Face à l’indifférence des pouvoirs publics, Robert Marx, président de l’Association française de sauvegarde des bouffe-curés lança un vibrant appel, en ouverture du JT de 20 heures du 31 décembre. « Alors que nous nous apprêtons à réveillonner, les derniers bouffe-curés de France sont en train de disparaître, sous nos yeux. À moins de deux heures de train de Paris, il y a des bouffe-curés qui meurent de faim… Monsieur le Président de la République, Madame la Première ministre, Aidez-nous ! »

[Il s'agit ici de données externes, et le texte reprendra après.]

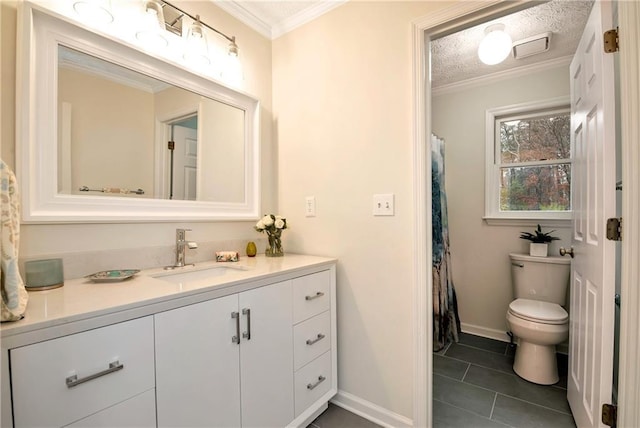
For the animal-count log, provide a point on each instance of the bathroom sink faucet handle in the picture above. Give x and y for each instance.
(564, 251)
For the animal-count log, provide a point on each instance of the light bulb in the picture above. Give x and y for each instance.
(495, 46)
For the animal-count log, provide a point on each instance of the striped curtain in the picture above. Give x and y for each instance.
(446, 322)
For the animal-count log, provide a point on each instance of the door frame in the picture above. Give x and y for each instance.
(464, 14)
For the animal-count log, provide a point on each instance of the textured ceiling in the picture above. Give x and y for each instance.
(455, 58)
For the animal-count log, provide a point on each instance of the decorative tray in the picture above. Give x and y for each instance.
(112, 275)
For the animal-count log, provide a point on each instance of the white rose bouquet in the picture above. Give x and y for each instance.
(272, 225)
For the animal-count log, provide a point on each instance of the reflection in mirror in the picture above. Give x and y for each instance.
(122, 133)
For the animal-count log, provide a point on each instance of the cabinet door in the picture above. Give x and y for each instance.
(267, 356)
(197, 365)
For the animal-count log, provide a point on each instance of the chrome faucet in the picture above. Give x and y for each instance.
(181, 246)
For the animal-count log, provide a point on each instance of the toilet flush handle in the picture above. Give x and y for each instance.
(564, 251)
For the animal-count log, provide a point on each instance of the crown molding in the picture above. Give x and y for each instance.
(237, 10)
(501, 75)
(304, 16)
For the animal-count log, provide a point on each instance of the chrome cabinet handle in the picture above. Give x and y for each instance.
(564, 251)
(318, 338)
(236, 338)
(247, 334)
(311, 386)
(74, 381)
(315, 296)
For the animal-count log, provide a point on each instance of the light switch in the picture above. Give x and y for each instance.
(383, 204)
(310, 206)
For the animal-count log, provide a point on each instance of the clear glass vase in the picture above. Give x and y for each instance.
(274, 246)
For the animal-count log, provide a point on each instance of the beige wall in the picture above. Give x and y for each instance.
(479, 252)
(343, 112)
(112, 155)
(255, 54)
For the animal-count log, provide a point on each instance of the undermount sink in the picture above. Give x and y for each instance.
(195, 274)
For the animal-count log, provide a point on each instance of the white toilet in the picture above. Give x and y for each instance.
(536, 316)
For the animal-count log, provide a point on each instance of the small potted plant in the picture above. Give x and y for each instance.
(539, 245)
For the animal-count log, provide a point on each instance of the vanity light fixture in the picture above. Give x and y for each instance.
(152, 26)
(233, 47)
(95, 11)
(495, 46)
(196, 49)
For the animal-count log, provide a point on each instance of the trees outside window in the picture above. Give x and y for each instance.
(529, 161)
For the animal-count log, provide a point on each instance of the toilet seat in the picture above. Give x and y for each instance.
(538, 311)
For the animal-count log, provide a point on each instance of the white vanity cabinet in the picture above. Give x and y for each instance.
(255, 350)
(227, 362)
(62, 381)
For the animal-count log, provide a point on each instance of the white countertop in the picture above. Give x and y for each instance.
(81, 299)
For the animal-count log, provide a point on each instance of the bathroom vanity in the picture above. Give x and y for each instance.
(251, 343)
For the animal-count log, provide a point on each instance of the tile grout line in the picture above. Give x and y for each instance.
(493, 406)
(465, 372)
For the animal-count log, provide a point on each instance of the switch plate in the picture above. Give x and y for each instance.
(310, 206)
(383, 204)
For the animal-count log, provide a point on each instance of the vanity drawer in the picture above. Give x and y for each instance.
(111, 364)
(312, 382)
(138, 412)
(311, 339)
(311, 295)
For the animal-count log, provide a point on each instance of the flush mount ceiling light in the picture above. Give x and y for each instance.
(96, 11)
(495, 46)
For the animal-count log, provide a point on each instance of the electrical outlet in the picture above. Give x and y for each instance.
(310, 206)
(383, 204)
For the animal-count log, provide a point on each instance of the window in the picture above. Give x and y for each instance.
(529, 162)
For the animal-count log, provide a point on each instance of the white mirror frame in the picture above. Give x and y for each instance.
(39, 33)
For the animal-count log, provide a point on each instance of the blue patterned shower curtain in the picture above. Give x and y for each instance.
(446, 322)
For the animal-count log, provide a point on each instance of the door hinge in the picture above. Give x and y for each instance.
(609, 414)
(614, 229)
(611, 41)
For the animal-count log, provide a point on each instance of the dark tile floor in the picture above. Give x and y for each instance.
(337, 417)
(474, 386)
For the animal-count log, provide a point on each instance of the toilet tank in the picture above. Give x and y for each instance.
(540, 278)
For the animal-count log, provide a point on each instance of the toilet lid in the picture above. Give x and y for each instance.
(535, 310)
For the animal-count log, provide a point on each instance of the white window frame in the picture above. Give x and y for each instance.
(493, 215)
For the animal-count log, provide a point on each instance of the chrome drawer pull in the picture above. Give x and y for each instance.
(236, 338)
(113, 367)
(318, 294)
(318, 338)
(311, 386)
(247, 334)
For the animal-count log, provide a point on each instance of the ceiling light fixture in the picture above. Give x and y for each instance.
(495, 46)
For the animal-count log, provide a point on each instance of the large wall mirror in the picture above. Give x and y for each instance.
(108, 133)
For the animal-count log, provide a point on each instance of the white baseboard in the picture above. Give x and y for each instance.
(489, 333)
(370, 411)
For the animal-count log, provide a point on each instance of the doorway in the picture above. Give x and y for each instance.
(465, 14)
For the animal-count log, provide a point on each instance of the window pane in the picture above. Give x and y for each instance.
(535, 139)
(537, 188)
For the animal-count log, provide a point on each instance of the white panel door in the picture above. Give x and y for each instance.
(185, 156)
(266, 357)
(593, 268)
(197, 365)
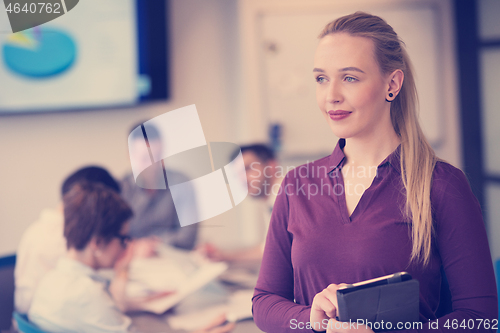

À trois mois des élections législatives, l’appel fut entendu et  le gouvernement investit rapidement plusieurs millions d’euros dans la construction d’abris pour les bouffe-curés et lança, sous le patronage de la Première Dame, une campagne nationale de collecte de dons : « Un sourire pour un Bouffe-curé ». De nombreuses initiatives citoyennes se joignirent à l’effort du gouvernement. Ainsi, la Chorale de Enfants du Parti Communiste Français entama une tournée d’un mois pour réunir des fonds supplémentaires, tournée qui culmina avec un concert à l’église Saint-Germain l’Auxerrois en présence du Dalaï Lama. Les dons affluèrent de toutes parts. Le 16 février, jour de l’inauguration de la première CAB (Cabane à Bouffe-curés), fut déclaré « Journée nationale du bouffe-curé ». De nombreuses autres CAB entrèrent en service dans les semaines qui suivirent. Ces abris, comprenant un dortoir, des sanitaires et un réfectoire, offraient aux bouffe-curés, deux fois par jour, des repas constitués de cierges et d’eau bénite importés du Vatican grâce aux fonds récoltés par les nombreuses initiatives publiques et privées.

Les experts s’accordaient cependant pour dire que, faute d’une réflexion raisonnée et d’une action concertée prenant en compte l’ensemble de l’écosystème des bouffe-curés, ces efforts ponctuels ne suffiraient pas à garantir la survie de l’espèce à long terme.